Im Laufe der folgenden Jahre studierte er all die Urkunden, die sich in der kleinen Kanzlei in Rabeneck befanden. Irgendetwas muss er dort entdeckt haben. Er ließ weitere Nachforschungen anstellen und zog sich immer weiter zurück. Einer der Schmiede bekam im Laufe des Jahres 713 einen alten Schild ausgehändigt, den er wieder herrichten sollte. Das Wappen darauf zeigte die verblassten Farben Westerholds. Auch sollte er noch ein wenig mehr hinzufügen. Im Volk munkelte man über dunkle Geheimnisse und alte Vorsehungen.

Anfang des Jahres 714 erkrankte Hartmut plötzlich.

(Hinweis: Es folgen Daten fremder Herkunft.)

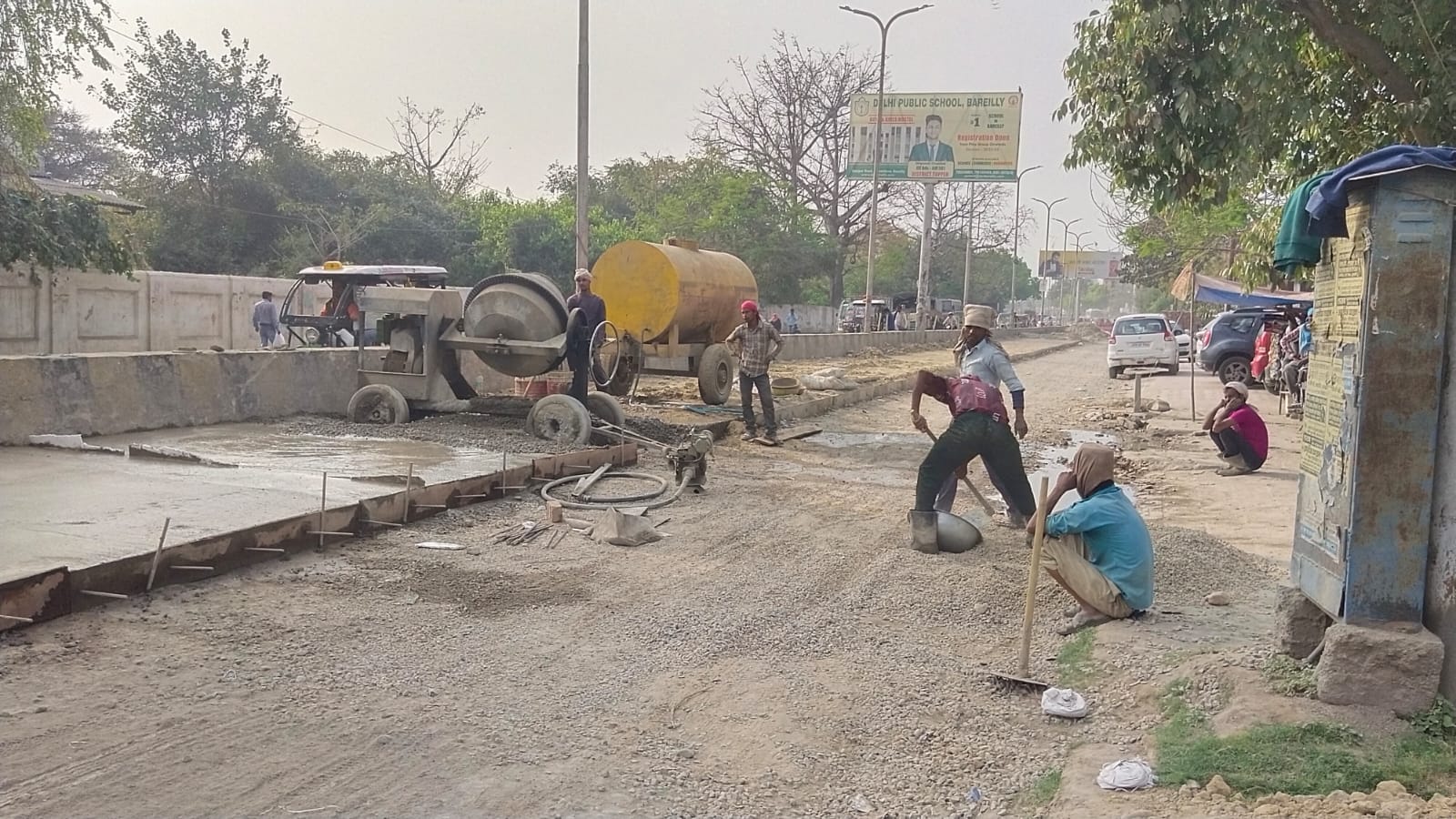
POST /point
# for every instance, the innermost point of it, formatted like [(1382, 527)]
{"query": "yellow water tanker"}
[(672, 307), (673, 292)]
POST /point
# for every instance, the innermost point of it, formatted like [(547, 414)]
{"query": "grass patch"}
[(1310, 758), (1043, 790), (1075, 659), (1289, 676)]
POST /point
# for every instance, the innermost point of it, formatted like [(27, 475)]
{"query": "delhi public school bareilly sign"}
[(929, 137)]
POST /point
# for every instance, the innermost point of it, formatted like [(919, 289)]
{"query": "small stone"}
[(1390, 785)]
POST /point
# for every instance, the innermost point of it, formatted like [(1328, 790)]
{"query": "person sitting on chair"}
[(1098, 550)]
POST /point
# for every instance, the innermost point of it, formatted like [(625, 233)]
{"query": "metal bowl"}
[(956, 533)]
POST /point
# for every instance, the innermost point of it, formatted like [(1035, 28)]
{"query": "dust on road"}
[(781, 653)]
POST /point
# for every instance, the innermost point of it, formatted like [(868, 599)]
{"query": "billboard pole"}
[(970, 234), (582, 174), (877, 149), (922, 292)]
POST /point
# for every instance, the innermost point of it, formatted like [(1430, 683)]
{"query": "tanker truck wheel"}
[(715, 373), (608, 409), (379, 404), (561, 419)]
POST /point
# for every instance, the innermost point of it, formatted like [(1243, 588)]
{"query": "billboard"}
[(928, 137), (1079, 264)]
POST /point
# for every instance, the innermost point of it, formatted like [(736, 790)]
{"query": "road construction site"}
[(779, 652)]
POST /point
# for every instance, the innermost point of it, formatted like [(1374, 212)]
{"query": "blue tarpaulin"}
[(1223, 292)]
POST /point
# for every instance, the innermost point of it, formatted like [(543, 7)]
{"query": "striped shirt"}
[(756, 347)]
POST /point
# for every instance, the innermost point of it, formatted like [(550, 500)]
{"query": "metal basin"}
[(956, 533)]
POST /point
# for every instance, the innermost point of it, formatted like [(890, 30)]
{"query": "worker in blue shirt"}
[(1098, 550)]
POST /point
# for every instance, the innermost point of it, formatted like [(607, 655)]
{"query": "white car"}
[(1142, 341)]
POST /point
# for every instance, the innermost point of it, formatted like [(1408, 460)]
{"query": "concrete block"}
[(1299, 624), (1397, 666)]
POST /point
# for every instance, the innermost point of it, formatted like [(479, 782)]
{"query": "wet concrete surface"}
[(82, 509)]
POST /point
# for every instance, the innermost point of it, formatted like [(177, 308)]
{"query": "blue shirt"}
[(990, 363), (1117, 541)]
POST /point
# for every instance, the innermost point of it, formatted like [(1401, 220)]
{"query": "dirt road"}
[(781, 653)]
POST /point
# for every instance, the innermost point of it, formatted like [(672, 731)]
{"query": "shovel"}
[(1021, 681), (976, 493)]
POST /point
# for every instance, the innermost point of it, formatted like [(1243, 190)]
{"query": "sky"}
[(349, 62)]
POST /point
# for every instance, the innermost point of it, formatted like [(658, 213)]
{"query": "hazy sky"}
[(349, 62)]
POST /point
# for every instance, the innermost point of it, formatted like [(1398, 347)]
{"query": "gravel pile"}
[(1390, 800)]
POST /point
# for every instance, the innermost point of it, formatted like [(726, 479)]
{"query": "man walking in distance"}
[(756, 344), (579, 347), (266, 319), (977, 354)]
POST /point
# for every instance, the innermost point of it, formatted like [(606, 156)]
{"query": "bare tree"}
[(786, 116), (437, 147)]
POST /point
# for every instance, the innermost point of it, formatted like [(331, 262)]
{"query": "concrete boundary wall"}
[(111, 394), (91, 312)]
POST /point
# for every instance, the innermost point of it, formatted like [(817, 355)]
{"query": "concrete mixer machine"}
[(672, 305), (514, 322)]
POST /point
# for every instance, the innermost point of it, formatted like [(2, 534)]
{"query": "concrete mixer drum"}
[(516, 322)]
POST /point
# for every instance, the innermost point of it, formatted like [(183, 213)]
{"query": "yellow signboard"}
[(928, 137)]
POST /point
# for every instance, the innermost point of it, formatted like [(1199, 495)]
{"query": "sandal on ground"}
[(1082, 622)]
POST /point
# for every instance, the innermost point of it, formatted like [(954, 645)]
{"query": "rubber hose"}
[(611, 503)]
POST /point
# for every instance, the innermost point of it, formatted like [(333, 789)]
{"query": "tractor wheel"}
[(561, 419), (379, 404), (715, 373)]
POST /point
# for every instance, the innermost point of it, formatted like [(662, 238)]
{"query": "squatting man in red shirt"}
[(1238, 430)]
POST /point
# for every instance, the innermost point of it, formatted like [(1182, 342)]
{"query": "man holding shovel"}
[(1098, 550), (979, 428), (977, 354)]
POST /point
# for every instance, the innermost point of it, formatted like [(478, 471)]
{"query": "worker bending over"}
[(977, 354), (579, 347), (1098, 548), (979, 428)]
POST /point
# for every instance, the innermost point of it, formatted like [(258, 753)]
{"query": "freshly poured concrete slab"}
[(82, 509)]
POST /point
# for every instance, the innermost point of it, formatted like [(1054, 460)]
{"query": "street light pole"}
[(1062, 290), (1016, 241), (877, 147), (582, 172), (1046, 247)]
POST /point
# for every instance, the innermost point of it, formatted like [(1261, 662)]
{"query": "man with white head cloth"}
[(977, 354), (1098, 550), (579, 347)]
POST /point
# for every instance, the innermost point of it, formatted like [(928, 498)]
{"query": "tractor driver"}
[(579, 347)]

Sein Herz raste und stolperte angeblich und kein Bader oder Heiler wusste Rat. Er diktierte einen Brief und am achten Tage im Eismond 714 verstarb der letzte Erbe und mit ihm die Familie von Klingenfels.

Der Bote brachte das Schreiben nach Westerhold. Es besagte, dass Hartmut die Geschicke Rabenecks in die Hände des Barons von Westerhold legt. Diese machte sich umgehend auf den Weg nach Rabeneck und fortan wurde die neue Mark Rabeneck Teil der Baronie Westerholds.

Die Baronin selbst kümmert sich seitdem um die Geschicke Rabenecks persönlich.